Solution #2: Force music to restore via iTunes.
Presumably you keep the same music library on your phone as you do on your computer and iTunes has it all stored locally. These days, music syncing isn't typically handled by iTunes; it's managed directly on the device and hooked up to iCloud to tie in with your purchases. This needs to temporarily be turned off to allow iTunes to sync your music.

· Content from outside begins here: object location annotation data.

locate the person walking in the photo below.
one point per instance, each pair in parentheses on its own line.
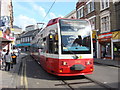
(14,56)
(8,60)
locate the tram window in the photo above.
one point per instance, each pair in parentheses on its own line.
(53,44)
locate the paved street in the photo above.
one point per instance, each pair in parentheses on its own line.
(32,75)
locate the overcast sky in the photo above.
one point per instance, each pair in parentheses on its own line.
(29,12)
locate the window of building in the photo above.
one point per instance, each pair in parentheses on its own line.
(90,7)
(80,13)
(92,21)
(105,24)
(104,4)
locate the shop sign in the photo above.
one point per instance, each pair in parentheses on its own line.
(116,35)
(105,35)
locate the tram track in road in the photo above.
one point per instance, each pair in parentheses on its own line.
(83,81)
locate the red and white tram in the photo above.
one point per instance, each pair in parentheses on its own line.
(65,47)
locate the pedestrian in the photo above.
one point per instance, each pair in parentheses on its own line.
(3,54)
(14,57)
(8,60)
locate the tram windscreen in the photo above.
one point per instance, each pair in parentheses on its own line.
(75,36)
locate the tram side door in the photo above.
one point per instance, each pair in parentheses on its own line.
(52,49)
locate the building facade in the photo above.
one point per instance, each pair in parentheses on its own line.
(6,20)
(102,16)
(71,15)
(7,13)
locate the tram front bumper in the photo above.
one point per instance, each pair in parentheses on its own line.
(77,67)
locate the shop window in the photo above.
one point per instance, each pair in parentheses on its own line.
(104,4)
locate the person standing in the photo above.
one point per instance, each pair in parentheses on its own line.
(14,56)
(8,60)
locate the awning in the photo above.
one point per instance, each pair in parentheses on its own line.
(23,44)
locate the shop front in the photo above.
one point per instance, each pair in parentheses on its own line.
(105,45)
(116,44)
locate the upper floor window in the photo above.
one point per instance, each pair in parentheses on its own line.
(92,22)
(90,6)
(104,4)
(80,13)
(105,24)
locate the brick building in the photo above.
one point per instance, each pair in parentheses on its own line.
(104,19)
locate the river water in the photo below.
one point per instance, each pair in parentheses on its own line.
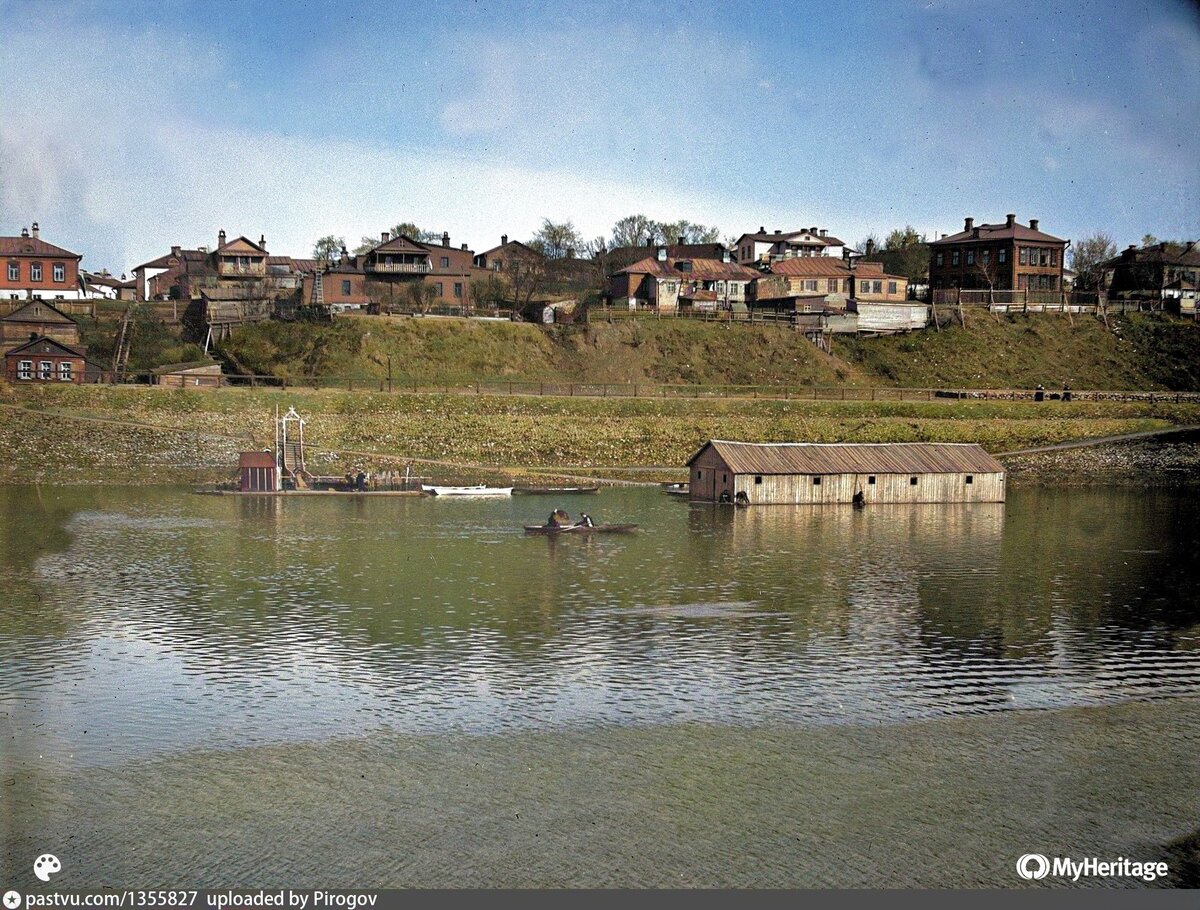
(327,690)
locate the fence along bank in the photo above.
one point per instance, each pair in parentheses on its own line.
(799,473)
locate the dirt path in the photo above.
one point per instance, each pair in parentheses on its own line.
(1099,441)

Settings >> Music >> Turn off iTunes Match
This will let iTunes manage your music, and give you a chance to sync it all back onto your device from your computer instead of via iCloud. This saves a ton of time since the local transfer speeds are so high. After flipping off iTunes Match, sync with iTunes then flip iTunes Match back on. After a minute or so of staring at a picture of a cloud with a progress bar slowly ticking across the screen, your music will again be tied in with iCloud. All of your music is now on the device, and you didn't have to manually tap on all of those Boyz II Men albums.
Issue #3: Over half of my apps would not re-download after install.
After the restore from iTunes had 'completed', I noticed over half of my apps were stuck in the 'Waiting...' state and had not been installed. No amount of tapping, double tapping, or rebooting would fix this. It seemed the only way was going to be to delete each one and reinstall them, at the great expense of losing all the data and settings within them. I stared at these sad, empty progress bars for an entire day before figuring this one out.
Syncing the device with iTunes would not cause the apps to be downloaded - it would hang right before doing so. I did this so many times with all sorts of different incantations. No matter what I tried, including restoring again and restoring from iCloud, it would not sync the apps.
Solution #3: The apps must be updated in iTunes if they are out of date.
Going to the 'Apps' section of iTunes (not the store, not the list of installed apps on your phone, but the app library alongside the music library) revealed that the vast majority were flagged as needing updates. Turns out it was simply refusing to put old versions on there when newer ones had previously been installed.
This is an artifact of rarely syncing with iTunes. The apps were no longer being downloaded automatically by iTunes, and for good reason - app updates rarely find their way on the phone via iTunes. Force all the updates and sync. Suddenly the apps begin downloading. A Christmas miracle.
And now everything is back to normal. Except of course for my battery life issues, which the restore did not fix. Figures.